Antiguamente, la mujer tenía menos enfermedades vasculares que el hombre, pero en la actualidad esto está cambiando, ya no es como la mujer de hace 40 años. La mujer de hoy fuma más, se ha adaptado a una vida semejante a la del hombre y ha ido adquiriendo los factores que provocan estas enfermedades. En los últimos estudios se equipara la mujer con el hombre en este sentido.

P.- ¿Cómo podemos identificar un posible problema vascular cuando vivimos la menopausia y la andropausia?

Dr. U.- Hay que ir al médico y hacer controles analíticos en los que se ve como está el colesterol, la tensión, saber las enfermedades de nuestros antecesores… Así podemos saber si tenemos predisposición. A esos años debemos acudir a controles por sistema.

P.- Cuando llegamos a la consulta con un problema vascular por no haber tenido el cuidado suficiente, ¿hay tratamientos que puedan remediarlo? ¿Todas las lesiones tienen un tratamiento?

Dr.
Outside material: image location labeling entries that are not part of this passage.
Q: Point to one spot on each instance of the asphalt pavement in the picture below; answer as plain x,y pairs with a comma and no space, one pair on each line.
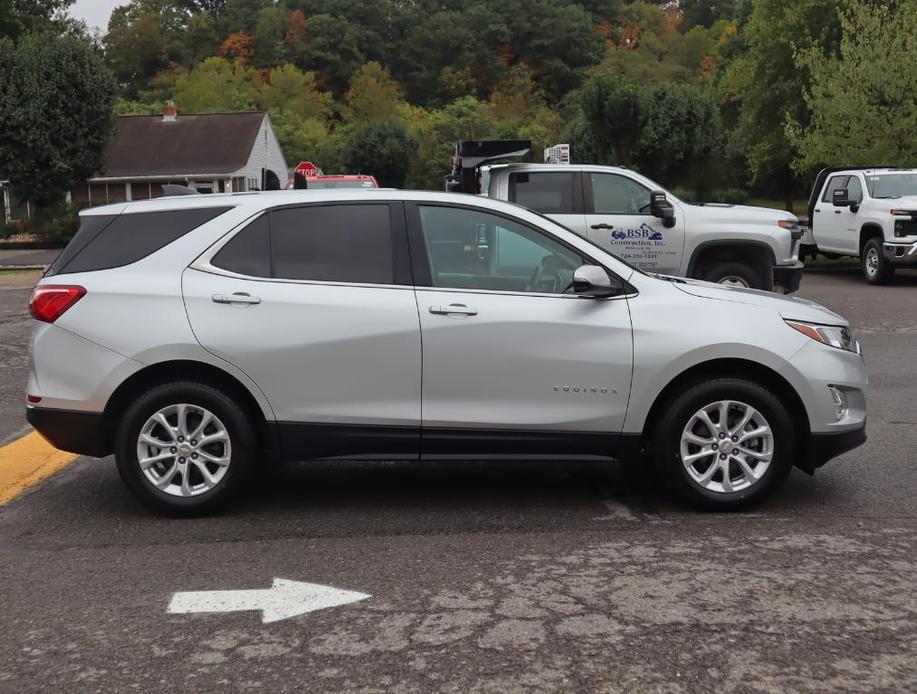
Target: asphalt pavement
492,577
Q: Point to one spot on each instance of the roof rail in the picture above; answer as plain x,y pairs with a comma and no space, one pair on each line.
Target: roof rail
170,189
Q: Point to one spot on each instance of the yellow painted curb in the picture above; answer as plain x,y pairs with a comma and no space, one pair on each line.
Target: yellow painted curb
26,462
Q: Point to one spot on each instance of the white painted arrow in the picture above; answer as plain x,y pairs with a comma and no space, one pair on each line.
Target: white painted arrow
282,600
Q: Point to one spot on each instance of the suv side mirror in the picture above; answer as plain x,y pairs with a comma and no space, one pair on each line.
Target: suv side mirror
593,282
661,207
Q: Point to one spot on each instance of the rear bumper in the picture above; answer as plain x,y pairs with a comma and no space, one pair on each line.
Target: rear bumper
69,430
820,448
900,253
787,277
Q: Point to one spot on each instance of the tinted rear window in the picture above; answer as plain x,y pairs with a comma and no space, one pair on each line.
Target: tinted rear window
334,243
549,193
127,238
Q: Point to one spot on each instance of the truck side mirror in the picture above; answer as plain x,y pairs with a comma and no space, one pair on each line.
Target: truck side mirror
661,207
840,199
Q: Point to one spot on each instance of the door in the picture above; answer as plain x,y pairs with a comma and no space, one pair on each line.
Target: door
315,304
618,218
830,224
514,362
557,194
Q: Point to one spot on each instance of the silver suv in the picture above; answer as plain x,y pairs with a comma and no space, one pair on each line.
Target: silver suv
200,337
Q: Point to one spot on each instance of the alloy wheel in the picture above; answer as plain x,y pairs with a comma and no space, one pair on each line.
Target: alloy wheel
734,281
727,446
184,450
872,262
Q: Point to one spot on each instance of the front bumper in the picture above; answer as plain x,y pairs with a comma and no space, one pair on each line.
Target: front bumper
70,430
822,447
787,277
900,253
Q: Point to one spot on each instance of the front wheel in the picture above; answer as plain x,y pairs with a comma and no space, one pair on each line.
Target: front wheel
876,268
184,448
725,444
736,274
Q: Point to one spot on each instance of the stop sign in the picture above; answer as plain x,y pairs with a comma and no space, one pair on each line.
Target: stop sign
306,168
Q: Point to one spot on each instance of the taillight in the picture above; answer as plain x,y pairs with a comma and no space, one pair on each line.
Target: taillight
49,301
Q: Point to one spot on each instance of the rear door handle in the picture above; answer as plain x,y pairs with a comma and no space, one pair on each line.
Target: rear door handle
236,298
454,309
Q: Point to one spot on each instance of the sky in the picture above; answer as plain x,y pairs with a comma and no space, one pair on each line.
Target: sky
94,12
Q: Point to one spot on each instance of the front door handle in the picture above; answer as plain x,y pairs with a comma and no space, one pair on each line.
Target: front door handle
236,298
454,309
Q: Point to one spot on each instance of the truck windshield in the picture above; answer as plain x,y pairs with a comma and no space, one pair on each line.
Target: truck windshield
892,185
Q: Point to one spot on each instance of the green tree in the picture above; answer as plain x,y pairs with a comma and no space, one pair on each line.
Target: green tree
384,150
56,101
765,87
862,104
292,90
373,95
616,111
681,142
218,85
332,49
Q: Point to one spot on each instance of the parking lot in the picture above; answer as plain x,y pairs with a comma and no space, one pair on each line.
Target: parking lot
497,577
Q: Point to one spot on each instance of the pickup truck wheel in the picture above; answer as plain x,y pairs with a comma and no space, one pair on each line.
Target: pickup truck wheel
876,269
725,444
735,274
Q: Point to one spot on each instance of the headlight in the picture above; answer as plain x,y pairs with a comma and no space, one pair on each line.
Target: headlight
839,336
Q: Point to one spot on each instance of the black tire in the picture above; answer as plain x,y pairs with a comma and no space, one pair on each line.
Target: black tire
666,443
748,274
236,422
876,268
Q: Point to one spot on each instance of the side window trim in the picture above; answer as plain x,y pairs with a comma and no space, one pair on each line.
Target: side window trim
421,263
590,194
401,258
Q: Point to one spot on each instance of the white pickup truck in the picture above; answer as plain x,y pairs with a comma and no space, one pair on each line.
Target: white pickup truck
869,213
633,217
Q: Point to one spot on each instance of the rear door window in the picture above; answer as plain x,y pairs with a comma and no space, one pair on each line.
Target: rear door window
127,238
547,192
333,243
249,251
855,190
836,183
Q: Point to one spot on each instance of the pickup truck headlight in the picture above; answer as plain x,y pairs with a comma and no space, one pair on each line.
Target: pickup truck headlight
839,336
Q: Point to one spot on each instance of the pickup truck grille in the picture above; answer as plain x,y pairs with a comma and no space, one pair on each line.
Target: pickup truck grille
906,227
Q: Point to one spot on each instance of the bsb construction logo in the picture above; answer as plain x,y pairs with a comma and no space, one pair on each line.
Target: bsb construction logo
643,234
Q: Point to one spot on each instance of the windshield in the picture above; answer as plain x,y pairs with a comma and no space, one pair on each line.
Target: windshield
892,185
583,238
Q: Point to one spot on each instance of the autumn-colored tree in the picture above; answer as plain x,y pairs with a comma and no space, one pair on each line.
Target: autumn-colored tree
238,47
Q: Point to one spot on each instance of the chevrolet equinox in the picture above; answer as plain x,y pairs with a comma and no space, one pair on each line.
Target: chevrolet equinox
199,337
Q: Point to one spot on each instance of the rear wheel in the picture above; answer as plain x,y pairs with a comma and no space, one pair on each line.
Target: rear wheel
876,269
736,274
725,444
184,448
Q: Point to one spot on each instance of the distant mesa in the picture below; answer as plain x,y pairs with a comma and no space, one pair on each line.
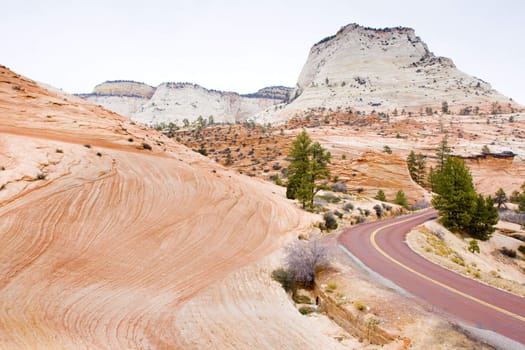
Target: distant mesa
383,70
389,70
174,102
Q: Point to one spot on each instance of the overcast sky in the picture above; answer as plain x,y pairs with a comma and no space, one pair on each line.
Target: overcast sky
239,45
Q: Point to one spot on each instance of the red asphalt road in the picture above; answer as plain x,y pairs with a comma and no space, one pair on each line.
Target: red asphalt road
391,240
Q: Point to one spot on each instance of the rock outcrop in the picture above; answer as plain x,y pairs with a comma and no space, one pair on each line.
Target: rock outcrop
384,70
174,102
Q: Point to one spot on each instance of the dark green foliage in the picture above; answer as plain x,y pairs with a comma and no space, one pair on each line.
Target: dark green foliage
473,246
500,198
401,199
455,194
309,165
380,196
379,210
330,221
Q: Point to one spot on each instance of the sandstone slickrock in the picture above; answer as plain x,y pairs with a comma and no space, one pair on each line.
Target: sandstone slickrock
103,241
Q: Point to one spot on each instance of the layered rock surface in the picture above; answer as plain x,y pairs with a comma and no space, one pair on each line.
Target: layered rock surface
104,241
174,102
369,69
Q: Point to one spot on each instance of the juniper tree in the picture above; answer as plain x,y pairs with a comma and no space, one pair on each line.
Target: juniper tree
500,198
309,165
401,199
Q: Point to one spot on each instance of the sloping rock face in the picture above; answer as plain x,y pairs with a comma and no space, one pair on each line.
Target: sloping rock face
104,241
384,69
175,102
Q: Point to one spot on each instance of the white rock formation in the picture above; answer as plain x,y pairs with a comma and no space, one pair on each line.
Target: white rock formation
382,69
174,102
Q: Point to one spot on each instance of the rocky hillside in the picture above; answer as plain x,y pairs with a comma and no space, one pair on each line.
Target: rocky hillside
110,229
174,102
384,70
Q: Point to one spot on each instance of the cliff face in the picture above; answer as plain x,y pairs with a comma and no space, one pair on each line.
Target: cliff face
384,69
174,102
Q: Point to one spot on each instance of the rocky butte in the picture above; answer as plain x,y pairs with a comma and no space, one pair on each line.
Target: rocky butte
384,70
174,102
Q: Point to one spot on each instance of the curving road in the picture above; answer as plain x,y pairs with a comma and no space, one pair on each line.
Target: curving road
381,246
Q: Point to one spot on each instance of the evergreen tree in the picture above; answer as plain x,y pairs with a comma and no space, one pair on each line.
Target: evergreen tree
309,165
420,169
401,199
455,194
380,196
500,198
411,164
521,198
432,179
416,167
483,218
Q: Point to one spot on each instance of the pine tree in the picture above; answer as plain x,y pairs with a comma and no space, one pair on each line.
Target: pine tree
309,165
420,169
455,194
401,199
411,164
500,198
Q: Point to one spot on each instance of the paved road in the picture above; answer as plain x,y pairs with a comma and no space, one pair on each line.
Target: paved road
381,246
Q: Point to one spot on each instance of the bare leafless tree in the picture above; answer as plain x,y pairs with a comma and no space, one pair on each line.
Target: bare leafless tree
304,259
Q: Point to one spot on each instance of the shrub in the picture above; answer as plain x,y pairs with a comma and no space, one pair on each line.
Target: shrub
330,198
304,259
473,246
359,305
511,253
348,207
380,196
401,199
330,221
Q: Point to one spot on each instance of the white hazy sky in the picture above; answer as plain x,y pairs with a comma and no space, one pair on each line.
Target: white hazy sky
242,45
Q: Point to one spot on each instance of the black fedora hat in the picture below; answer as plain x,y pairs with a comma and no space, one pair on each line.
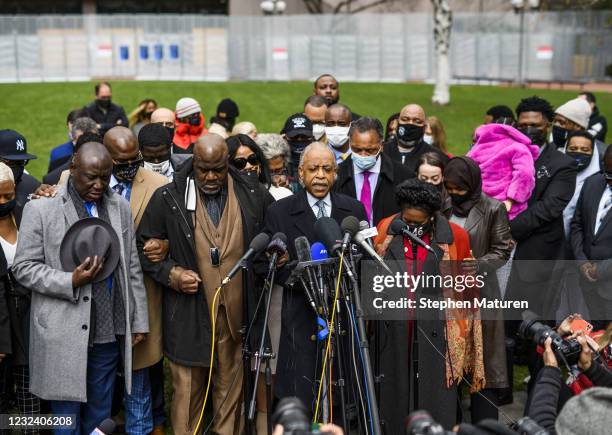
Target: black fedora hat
89,237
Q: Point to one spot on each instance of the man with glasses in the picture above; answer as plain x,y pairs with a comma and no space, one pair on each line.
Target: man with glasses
14,153
199,213
368,174
408,145
295,216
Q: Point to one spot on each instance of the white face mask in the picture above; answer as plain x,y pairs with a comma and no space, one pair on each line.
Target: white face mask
161,168
336,136
318,130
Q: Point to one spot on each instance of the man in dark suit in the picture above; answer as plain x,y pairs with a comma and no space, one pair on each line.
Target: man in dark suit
591,240
102,110
368,174
408,145
538,231
295,216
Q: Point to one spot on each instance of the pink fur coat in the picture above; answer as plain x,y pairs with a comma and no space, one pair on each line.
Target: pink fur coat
506,158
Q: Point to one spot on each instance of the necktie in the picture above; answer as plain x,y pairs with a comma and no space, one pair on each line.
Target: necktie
366,194
119,188
321,213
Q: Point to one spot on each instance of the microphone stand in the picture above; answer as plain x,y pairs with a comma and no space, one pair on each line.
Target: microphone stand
264,355
363,344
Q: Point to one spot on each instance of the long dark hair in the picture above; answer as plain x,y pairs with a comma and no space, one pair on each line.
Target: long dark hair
235,142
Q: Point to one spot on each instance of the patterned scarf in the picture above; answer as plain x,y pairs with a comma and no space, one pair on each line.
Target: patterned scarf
108,311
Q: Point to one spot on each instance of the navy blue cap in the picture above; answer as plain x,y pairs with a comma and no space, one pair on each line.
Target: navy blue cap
13,146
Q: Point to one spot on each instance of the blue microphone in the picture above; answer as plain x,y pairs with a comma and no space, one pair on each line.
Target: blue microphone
318,251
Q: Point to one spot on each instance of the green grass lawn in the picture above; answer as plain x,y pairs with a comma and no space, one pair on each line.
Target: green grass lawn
38,110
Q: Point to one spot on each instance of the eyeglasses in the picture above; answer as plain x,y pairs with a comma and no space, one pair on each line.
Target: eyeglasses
241,163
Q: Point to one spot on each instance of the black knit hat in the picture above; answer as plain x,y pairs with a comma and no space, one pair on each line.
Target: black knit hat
153,135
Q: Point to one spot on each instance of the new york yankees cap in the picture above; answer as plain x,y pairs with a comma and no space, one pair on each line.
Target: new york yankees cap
13,146
297,125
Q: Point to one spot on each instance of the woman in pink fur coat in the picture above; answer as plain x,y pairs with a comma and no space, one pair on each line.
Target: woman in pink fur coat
506,158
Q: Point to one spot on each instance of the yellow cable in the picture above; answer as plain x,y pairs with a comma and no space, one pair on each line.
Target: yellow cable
212,354
329,337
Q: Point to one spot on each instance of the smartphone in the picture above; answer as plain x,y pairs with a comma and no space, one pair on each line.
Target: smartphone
581,325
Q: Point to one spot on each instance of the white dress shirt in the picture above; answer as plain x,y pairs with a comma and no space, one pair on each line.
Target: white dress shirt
604,206
373,179
312,201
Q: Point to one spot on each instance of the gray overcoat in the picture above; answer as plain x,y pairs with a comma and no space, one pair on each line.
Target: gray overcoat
60,315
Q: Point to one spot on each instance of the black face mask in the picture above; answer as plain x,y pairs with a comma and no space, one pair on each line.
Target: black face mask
171,131
297,146
17,173
537,136
559,136
7,208
104,102
125,172
420,230
408,133
581,159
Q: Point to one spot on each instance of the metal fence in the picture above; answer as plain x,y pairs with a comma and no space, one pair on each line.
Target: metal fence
562,46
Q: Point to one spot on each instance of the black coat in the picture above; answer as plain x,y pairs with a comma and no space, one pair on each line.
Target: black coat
539,234
411,159
598,125
538,230
384,203
167,218
54,176
398,350
588,246
107,119
296,366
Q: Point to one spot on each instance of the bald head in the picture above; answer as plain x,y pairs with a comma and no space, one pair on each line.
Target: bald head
411,125
317,170
121,143
210,163
413,111
91,170
164,116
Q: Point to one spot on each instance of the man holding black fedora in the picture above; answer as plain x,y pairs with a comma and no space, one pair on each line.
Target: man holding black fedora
77,253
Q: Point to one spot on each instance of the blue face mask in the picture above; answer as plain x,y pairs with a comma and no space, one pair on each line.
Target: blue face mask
365,163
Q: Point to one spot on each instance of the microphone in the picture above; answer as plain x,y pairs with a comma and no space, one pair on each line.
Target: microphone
328,232
302,248
277,248
350,227
363,242
398,226
107,427
318,251
367,232
258,243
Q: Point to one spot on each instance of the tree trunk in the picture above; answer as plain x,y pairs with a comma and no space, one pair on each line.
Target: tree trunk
443,21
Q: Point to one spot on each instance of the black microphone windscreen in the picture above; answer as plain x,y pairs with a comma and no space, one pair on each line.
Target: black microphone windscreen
396,227
328,232
350,224
278,244
259,242
302,249
107,426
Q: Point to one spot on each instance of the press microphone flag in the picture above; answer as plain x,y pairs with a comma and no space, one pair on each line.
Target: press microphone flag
257,245
363,242
398,226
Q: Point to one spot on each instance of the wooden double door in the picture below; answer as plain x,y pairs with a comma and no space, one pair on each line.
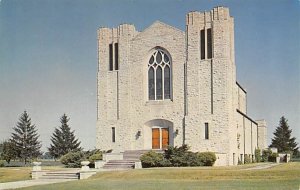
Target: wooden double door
160,138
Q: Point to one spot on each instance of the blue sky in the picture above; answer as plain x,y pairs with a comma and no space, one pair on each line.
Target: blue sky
48,57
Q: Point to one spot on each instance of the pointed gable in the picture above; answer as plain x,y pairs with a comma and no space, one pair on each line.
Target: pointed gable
160,28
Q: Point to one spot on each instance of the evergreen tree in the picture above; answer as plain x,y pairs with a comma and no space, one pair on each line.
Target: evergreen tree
25,139
63,140
282,138
8,151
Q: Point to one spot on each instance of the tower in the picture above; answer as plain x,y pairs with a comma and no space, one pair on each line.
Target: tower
211,79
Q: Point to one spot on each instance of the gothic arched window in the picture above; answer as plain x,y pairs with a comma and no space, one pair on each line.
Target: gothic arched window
159,76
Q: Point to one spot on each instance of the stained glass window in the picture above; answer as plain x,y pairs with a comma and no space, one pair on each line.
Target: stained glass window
159,76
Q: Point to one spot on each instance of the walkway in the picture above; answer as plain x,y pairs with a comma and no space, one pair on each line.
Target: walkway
262,166
27,183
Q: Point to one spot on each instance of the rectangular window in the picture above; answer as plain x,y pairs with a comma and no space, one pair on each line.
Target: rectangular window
113,130
202,44
116,56
206,131
111,57
209,44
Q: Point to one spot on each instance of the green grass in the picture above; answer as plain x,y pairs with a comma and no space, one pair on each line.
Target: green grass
284,176
9,174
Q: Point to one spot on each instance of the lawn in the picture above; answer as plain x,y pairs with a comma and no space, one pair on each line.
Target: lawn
284,176
8,174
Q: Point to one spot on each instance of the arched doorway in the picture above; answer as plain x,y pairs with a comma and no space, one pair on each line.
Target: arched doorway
160,134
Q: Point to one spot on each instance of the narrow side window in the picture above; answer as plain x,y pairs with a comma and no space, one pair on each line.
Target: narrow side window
113,130
116,56
206,131
111,57
209,44
202,43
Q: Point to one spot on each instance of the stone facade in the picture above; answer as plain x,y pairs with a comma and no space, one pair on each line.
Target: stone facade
207,108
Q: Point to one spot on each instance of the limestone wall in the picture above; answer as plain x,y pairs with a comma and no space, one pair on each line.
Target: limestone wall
204,90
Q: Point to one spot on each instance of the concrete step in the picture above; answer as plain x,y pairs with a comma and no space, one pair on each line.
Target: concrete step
60,175
133,154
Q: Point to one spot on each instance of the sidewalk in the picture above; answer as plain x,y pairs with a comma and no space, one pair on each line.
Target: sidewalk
27,183
262,166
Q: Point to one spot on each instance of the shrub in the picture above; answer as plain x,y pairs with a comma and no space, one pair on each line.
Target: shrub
247,159
177,155
192,159
2,163
240,162
207,158
72,159
152,159
93,158
258,155
272,157
265,155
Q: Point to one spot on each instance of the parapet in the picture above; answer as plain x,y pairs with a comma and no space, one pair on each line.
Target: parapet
217,13
261,123
121,30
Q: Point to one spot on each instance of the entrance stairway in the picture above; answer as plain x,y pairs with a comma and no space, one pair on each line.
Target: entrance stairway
129,159
60,175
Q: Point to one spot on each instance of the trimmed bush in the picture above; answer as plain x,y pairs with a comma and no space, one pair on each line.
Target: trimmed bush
192,159
265,155
177,157
72,159
152,159
258,155
247,159
272,157
207,158
2,163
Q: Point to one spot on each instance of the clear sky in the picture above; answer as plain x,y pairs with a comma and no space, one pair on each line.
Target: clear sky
48,57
U.- Sí. Sobre todo, en esta etapa en la que se han reconvertido los tratamientos. Lo que antes operábamos en abierto ahora lo hacemos con cirugía mínimamente invasiva.

Ahora tratamos por punción a paciente, hace 40 años a partir de los 65 años no operábamos, ahora empieza a ser habitual operar a pacientes de 90 años.

Tratamos enfermedades, no edades, si puede aguantar la intervención, se hace. Soluciones hay para casi todo.

P.- ¿Algún consejo para poder conservar nuestro sistema circulatorio?

Dr. U.- Debemos hacer un conjunto de cosas para llevar una vida sana. Andar 3 o 4 kilómetros diarios es fundamental, andando movilizamos todo el campo vascular.

Si hacemos una vida sedentaria, a la larga se tiende a un tipo de patología que si anduviéramos más no lo tendríamos. Andar es bueno y también llevar una dieta equilibrada, como la mediterránea, que es la mejor.

La sociedad está llevando una vida poco sana y eso pasa factura. Se fuma bastante, se bebe bastante y se come de forma descontrolada, quizás por el tipo de trabajo.

P.- ¿Recomienda a las mujeres tomar estrógenos en esta época?

Dr. U.- Con respecto a dar o no dar estrógenos o tratamiento hormonal en esta época las opiniones son muy variopintas. Yo podría decir casi con total seguridad quien lleva tratamiento hormonal y quien no, por la constitución anatómica del colágeno, de la cara…

Yo lo recomiendo. Hace décadas se decía que dar hormonas provocaba una mayor incidencia de cáncer, pero hoy en día ya se ha demostrado que no es así.

En Estados Unidos se hace mucho y, para una mayor prevención, cuando la mujer deja de tener su función a nivel ginecológico se le hace un vacío de mamas y ginecológico porque es el tipo de cáncer que se puede producir por este tipo de hormonas.